When the Seattle Seahawks snagged Byron Murphy II at 16th overall, the draft room erupted. People called him the "steal of the draft." If you spend any time looking at Byron Murphy II PFF data, though, you might notice that his rookie year wasn't exactly a highlight reel of elite grades.
Football is funny like that.
Stat sheets and advanced analytics don't always capture what happens when a 300-pound human tries to relocate another 300-pound human against their will. Byron Murphy II is a bit of a statistical enigma. He’s the guy who looks like a wrecking ball on film but sometimes gets "graded out" by PFF with numbers that make fans scratch their heads.
The Rookie Reality Check
Let’s be real. Murphy’s first year in Seattle was a grind.
He ended 2024 with a 57.8 overall PFF grade. For a first-round pick, that looks kind of... underwhelming? Most fans see a sub-60 grade and start smelling a "bust" narrative. But there is massive context missing there. Murphy was dealing with a nagging hamstring injury that cost him three games and clearly zapped his explosiveness when he actually was on the field.

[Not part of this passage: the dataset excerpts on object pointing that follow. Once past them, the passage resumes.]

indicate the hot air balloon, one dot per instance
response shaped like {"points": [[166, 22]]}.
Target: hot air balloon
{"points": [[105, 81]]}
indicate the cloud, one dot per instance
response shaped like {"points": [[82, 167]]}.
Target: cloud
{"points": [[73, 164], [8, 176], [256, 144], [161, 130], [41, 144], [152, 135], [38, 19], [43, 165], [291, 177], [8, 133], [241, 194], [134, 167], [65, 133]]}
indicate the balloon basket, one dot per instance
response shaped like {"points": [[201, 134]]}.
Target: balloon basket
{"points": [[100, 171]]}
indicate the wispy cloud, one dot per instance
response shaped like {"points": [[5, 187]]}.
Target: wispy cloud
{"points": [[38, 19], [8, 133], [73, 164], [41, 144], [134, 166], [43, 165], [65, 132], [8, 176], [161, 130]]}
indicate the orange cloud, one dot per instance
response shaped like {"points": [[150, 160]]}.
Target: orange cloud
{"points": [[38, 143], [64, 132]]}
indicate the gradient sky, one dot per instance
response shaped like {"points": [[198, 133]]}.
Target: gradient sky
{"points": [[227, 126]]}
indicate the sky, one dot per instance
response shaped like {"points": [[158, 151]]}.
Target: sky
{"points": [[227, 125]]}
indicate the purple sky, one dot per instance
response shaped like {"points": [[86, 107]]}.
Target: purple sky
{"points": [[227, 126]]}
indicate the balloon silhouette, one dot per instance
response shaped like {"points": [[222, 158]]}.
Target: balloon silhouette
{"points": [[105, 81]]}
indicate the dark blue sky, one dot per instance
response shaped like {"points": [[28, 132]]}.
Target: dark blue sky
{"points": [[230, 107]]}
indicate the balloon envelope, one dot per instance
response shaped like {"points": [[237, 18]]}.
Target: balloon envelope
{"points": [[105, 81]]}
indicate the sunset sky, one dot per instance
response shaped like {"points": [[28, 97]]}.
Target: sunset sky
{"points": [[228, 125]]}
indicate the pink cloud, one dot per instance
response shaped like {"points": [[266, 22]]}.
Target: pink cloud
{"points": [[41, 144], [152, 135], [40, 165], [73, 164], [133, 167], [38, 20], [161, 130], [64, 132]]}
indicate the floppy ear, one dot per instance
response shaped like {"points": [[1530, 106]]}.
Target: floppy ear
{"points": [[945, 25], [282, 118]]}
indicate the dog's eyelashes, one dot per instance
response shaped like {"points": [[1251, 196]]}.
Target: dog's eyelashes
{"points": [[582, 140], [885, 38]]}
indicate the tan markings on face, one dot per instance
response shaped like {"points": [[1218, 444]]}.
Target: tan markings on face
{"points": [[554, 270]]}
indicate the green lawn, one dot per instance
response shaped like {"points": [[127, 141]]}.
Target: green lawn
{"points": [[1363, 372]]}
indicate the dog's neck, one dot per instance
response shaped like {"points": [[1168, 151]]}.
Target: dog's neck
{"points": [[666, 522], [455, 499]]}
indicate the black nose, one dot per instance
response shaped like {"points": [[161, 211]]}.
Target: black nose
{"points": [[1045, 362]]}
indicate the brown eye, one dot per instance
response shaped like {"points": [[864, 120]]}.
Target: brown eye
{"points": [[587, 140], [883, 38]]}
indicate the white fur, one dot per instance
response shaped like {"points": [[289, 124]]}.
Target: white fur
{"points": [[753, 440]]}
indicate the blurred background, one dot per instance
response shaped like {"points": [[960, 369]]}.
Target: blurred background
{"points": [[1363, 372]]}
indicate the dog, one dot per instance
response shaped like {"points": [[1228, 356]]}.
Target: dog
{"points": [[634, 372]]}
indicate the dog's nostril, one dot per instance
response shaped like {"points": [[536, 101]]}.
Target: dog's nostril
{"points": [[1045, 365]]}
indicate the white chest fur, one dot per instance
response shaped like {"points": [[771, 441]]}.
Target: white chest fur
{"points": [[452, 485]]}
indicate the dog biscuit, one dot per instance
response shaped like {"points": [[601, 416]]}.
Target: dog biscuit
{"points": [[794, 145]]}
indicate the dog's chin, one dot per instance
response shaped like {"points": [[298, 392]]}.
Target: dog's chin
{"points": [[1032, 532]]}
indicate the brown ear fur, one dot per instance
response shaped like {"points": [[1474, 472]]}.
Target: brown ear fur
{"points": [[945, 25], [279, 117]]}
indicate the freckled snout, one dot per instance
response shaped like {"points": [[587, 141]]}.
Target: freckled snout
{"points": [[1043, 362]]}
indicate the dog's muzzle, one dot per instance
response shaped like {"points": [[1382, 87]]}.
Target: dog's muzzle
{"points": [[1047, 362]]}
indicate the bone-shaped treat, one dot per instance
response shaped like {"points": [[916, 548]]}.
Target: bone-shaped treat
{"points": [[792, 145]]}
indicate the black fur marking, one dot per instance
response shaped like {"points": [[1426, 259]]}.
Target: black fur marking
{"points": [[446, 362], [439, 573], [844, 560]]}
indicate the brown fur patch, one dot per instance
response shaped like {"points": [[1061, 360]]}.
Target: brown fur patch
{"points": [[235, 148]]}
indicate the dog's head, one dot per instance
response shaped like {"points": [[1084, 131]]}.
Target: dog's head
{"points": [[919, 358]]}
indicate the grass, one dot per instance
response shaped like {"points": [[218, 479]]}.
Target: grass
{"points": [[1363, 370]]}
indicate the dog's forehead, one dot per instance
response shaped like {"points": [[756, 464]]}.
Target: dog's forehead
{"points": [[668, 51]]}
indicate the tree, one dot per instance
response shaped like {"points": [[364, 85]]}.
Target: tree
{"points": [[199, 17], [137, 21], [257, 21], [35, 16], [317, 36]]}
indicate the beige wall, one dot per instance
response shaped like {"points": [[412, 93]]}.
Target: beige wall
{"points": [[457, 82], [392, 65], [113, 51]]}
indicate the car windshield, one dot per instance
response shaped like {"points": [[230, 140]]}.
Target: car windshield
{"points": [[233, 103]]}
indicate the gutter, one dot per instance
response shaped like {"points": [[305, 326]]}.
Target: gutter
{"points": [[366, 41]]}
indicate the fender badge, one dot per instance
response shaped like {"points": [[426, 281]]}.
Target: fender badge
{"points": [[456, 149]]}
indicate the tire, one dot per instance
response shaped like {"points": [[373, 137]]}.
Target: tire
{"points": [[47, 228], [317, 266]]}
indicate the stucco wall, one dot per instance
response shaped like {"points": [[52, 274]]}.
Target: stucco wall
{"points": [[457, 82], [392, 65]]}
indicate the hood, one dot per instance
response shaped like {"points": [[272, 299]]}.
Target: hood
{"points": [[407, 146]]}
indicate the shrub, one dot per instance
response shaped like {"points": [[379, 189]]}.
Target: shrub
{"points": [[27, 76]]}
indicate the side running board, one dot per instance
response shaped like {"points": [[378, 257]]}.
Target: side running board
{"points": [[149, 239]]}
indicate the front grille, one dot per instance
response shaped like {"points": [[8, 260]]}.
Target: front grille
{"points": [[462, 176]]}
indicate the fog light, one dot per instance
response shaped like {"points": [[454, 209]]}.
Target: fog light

He only played 457 snaps in 14 games. He was stuck behind veterans like Leonard Williams and Jarran Reed, basically acting as a rotational piece rather than the focal point. PFF’s pass-rushing grade for him was 64.5, which is decent but not dominant.
The interesting part? Even in a "down" rookie year, his true pass set grade was 70.0. That tells us that when he wasn't dealing with screens, chips, or play-action—when it was just "you vs. me"—Murphy was winning.
The Massive 2025 Sophomore Leap
If you’re looking at Byron Murphy II PFF stats now, in early 2026, the picture is radically different.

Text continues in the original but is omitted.